Antes de que salgan todos ustedes disparados a comprar una cinta métrica, déjenme aclararles que esos parecidos son sólo leves tendencias estadísticas: no es preciso que abandone usted a su marido sólo porque tiene los ojos demasiado juntos (búsquese otra excusa). Sin embargo, las tendencias existen, por leves que sean. Los parecidos son estadísticamente significativos, es decir, que ocurren con más frecuencia e intensidad de lo que sería esperable por mero azar.

Y otra cosa más: de todos los rasgos estudiados, el que muestra una mayor correlación entre los dos miembros de la pareja es... ¡la longitud del dedo medio! Fíjense en que esto no quiere decir que todo el mundo vaya por ahí, de una discoteca en otra, mirándose los dedos medios antes de preguntar al otro si estudia o trabaja (mucha gente ni siquiera sabría qué hacer con ese dedo después de haber formulado esa pregunta). La longitud del dedo medio podría ser un mero indicador de alguna característica más general, como un cuerpo más alargado o más compacto. No lo sabemos. Pero el dato es el que es, y hay que bregar con él. ¿Qué nos diría Darwin ahora?

La explicación más obvia sería que las primeras personas que vemos en la infancia marcan nuestro gusto posterior. Como esas personas suelen ser nuestros familiares más próximos, es decir, gente genéticamente próxima a nosotros mismos, las personas que nos gustan cuando somos mayores tienden también a estar próximas genéticamente a nosotros mismos, y de ahí que sus dedos medios se parezcan a los nuestros. Ésta es la teoría preferida por el propio Jared Diamond. Pero probablemente es incorrecta.

En enero pasado, las investigadoras Martha McClintock y Carole Ober demostraron en Nature Genetics que las mujeres prefieren el olor de los hombres que les son genéticamente próximos, siempre que el parecido no sea tan alto que pudiera facilitar un incesto: algo muy parecido a lo que pasa con los dedos medios. Pero estas dos científicas hicieron un trabajo genético tan fino que pudieron descartar la hipótesis de tipo Diamond. Porque, una vez analizados los datos con todo detalle, quedó claro que lo importante no era que el olor del hombre se pareciera al de la mujer en cuestión, ni al de los familiares que la rodearon en la infancia. Lo importante es que los genes del hombre (no necesariamente su olor) se parezcan a los de ella. ¿Qué pasa entonces?
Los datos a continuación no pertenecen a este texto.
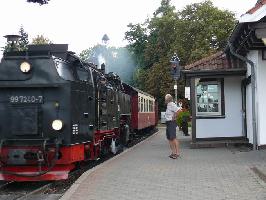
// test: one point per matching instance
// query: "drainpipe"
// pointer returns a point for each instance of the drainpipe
(253, 88)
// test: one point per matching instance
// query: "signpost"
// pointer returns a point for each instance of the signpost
(175, 72)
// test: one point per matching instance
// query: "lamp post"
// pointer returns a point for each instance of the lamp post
(175, 71)
(105, 39)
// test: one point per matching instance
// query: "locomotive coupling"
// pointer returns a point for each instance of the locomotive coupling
(57, 124)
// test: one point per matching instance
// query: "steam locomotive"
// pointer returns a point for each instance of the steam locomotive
(57, 111)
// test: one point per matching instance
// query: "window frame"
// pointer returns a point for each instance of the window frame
(221, 103)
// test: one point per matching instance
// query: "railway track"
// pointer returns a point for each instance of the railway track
(52, 190)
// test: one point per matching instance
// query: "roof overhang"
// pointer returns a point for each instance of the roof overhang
(254, 17)
(214, 73)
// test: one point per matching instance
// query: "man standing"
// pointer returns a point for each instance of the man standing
(171, 125)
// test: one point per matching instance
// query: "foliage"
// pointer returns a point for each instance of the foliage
(198, 30)
(118, 60)
(20, 45)
(23, 41)
(182, 115)
(40, 39)
(41, 2)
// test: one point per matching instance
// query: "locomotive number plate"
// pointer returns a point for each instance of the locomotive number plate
(26, 99)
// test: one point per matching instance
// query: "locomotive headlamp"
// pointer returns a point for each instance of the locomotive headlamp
(57, 124)
(25, 67)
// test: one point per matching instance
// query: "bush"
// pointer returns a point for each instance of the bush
(182, 115)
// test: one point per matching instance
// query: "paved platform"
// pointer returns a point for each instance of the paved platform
(146, 172)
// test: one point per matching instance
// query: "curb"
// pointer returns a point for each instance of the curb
(74, 187)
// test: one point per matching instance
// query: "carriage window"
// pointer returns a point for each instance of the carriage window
(139, 104)
(64, 71)
(144, 106)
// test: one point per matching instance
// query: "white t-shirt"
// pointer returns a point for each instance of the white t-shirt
(170, 111)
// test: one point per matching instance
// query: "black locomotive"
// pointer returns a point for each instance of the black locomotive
(56, 111)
Puede usted pensar lo que quiera. En mi opinión, la solución más probable a esta paradoja es la siguiente: es cierto, desocupado lector, que la forma de su cara está muy condicionada por sus genes. Pero también es cierto que sus gustos lo están en buena medida. Como los genes de la cara y los del gusto tienden a ir juntos de una generación a la siguiente, usted no sólo tiene una alta probabilidad de transmitir su cara a sus hijos: también tiene una alta probabilidad de transmitir sus gustos a sus hijos. Si sus gustos son mejores que su cara, no hay razón para la alarma.